Na década de 60, surgiu o chamado Cinema Novo com os filmes dirigidos por Nelson Pereira dos Santos, como "Rio 40 Graus" e "Vidas Secas"; Roberto Santos, com "O Grande Momento"; Trigueirinho Neto, com "Bahia de Todos os Santos"; Glauber Rocha, com "Barravento" e "Deus e o Diabo na Terra do Sol"; Ruy Guerra, com "Os Fuzis", e os consagrados: "Os Cafajestes", "Boca de Ouro", "A Grande Feira", "Assalto ao Trem Pagador", "O Pagador de Promessas", além de dezenas de filmes, que revelaram talentos como Odete Lara, Norma Benguel, Helena Inez, Luíza Maranhão, Rute de Souza, Geraldo Del Rey, Átila Iório, Antônio Pitanga e um infindável elenco.
Os porteiros dos cinemas, principalmente do Cine Santanópolis, conheciam os jovens que tentavam assistir aos filmes impróprios para menores e, mesmo apresentando o bilhete inteira para disfarçar, eram barrados e convidados a voltar à bilheteria para receber o dinheiro do ingresso, ou vender para alguém que quisesse comprar. Era constrangedora a situação. Também era comum nas saídas das matinês depararmos com uma multidão de pessoas comercializando revistas usadas, trocando ou vendendo, gibis de faroeste, infantis, terror, humorísticos e outros gêneros. As mais procuradas eram de aventuras como Zorro, Mandrake, Fantasma, Rin Tin Tin, Jim das Selvas, Tarzan, Buffalo Bill, Roy Rogers, Gene Autry, Cavaleiro Negro.

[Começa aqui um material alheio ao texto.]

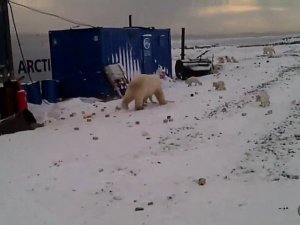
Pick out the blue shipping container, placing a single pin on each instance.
(78, 57)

Havia cinéfilos que se consideravam intelectuais, quando discutiam e explicavam os filmes dos cineastas Pier Paolo Pasolini, Akira Kurosawa, Ingmar Bergman, Federico Fellini, Luis Buñuel, e outros. Esses pseudos intelectuais reuniam-se nos bares ou na Livraria Jacuípe, dos irmãos Wagner e Humberto Mascarenhas."